Com certeza, a maioria das mulheres pensa que é praticamente impossível um único homem reunir todas as virtudes requisitadas pela vida. Pois a alegre e determinada Darlene Linhares, à sua maneira simples, soube muito bem esculpir as qualidades masculinas de que necessitava. Não num só homem, evidentemente, mas em três. No seu conto de fadas humilde de dar dó, e nada estéril, astutamente a moça percebeu que em vez de qualquer bate-boca ou chororô insuportáveis o bom senso era o melhor caminho. A história de Darlene, a personagem de Regina Casé no filme Eu tu eles – estréia nacional na sexta-feira 18 –, foi baseada em fato real. É uma idéia que ganhou corpo depois de o diretor Andrucha Waddington assistir e ler uma reportagem sobre uma mulher singular, figura típica da pobreza desesperançada do interior do Ceará, que, desafiando a ficção do livro e filme Dona Flor e seus dois maridos, durante anos viveu em plena harmonia, debaixo do mesmo teto, com seus três homens. Todos sabendo das intenções de cada um, mas aquiescentes diante dos caprichos femininos bem arquitetados.

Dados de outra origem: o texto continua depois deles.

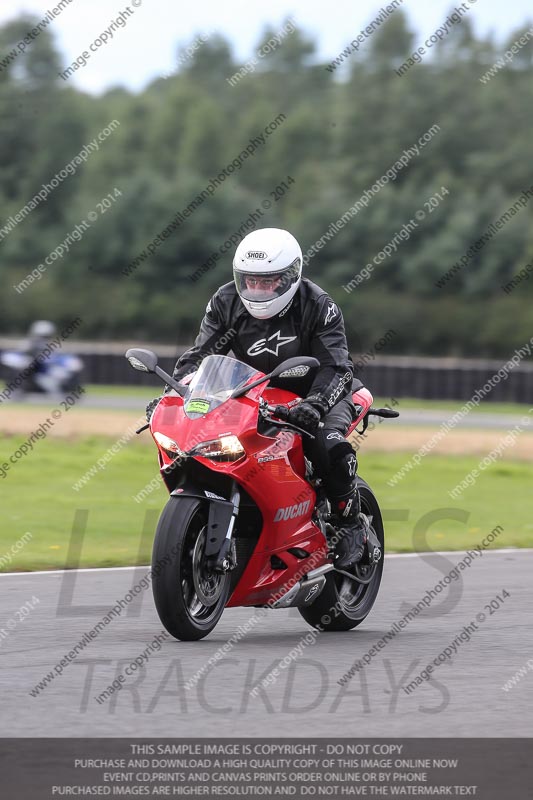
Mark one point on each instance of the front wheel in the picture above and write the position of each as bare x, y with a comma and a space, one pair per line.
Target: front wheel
189, 597
344, 603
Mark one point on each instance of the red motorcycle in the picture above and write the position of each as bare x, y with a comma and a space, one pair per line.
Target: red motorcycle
247, 522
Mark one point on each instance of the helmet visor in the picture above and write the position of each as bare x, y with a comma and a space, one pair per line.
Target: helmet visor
260, 287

Com dois prêmios internacionais de razoável importância, Eu tu eles foi saudado como o novo Central do Brasil, pelo ineditismo de sua história e pela força do elenco. Infelizmente está há anos-luz de tal comparação. Talvez até o próprio Walter Salles, diretor do premiadíssimo filme com Fernanda Montenegro no papel principal, concorde que vai demorar muito para surgir algum trabalho no cinema nacional que se equipare em beleza, intensidade e técnica a Central do Brasil. Mesmo assim, o segundo longa-metragem de Andrucha Waddington, um talentoso diretor da badalada Conspiração Filmes – conglomerado de diretores e produtores de cinema e tevê –, cativa pela sua simplicidade e boas interpretações. Darlene, por exemplo, elimina aquele estereótipo para lá de cansativo de Regina Casé por ela mesma, papel que não se furta em desempenhar. Eu tu eles a redimiu com o público e mostrou uma atriz em compreensão perfeita de seu personagem. Lima Duarte (como Osias Linhares) e Stênio Garcia (como Zezinho) quase nunca decepcionam. E Luiz Carlos Vasconcelos vestiu seu Ciro com a delicadeza e sensualidade necessárias, sem sombra de excessos. Vale ressaltar aqui a mão delicada de Waddington. Ele aprimorou situações numa ficção que tem todos os toques do drama nordestino, mas conserva o viés de comédia discreta. Num universo no qual os excluídos do conforto e da dignidade só têm a tristeza como horizonte, nada como uma sutil sacanagem para dar mais cor à existência.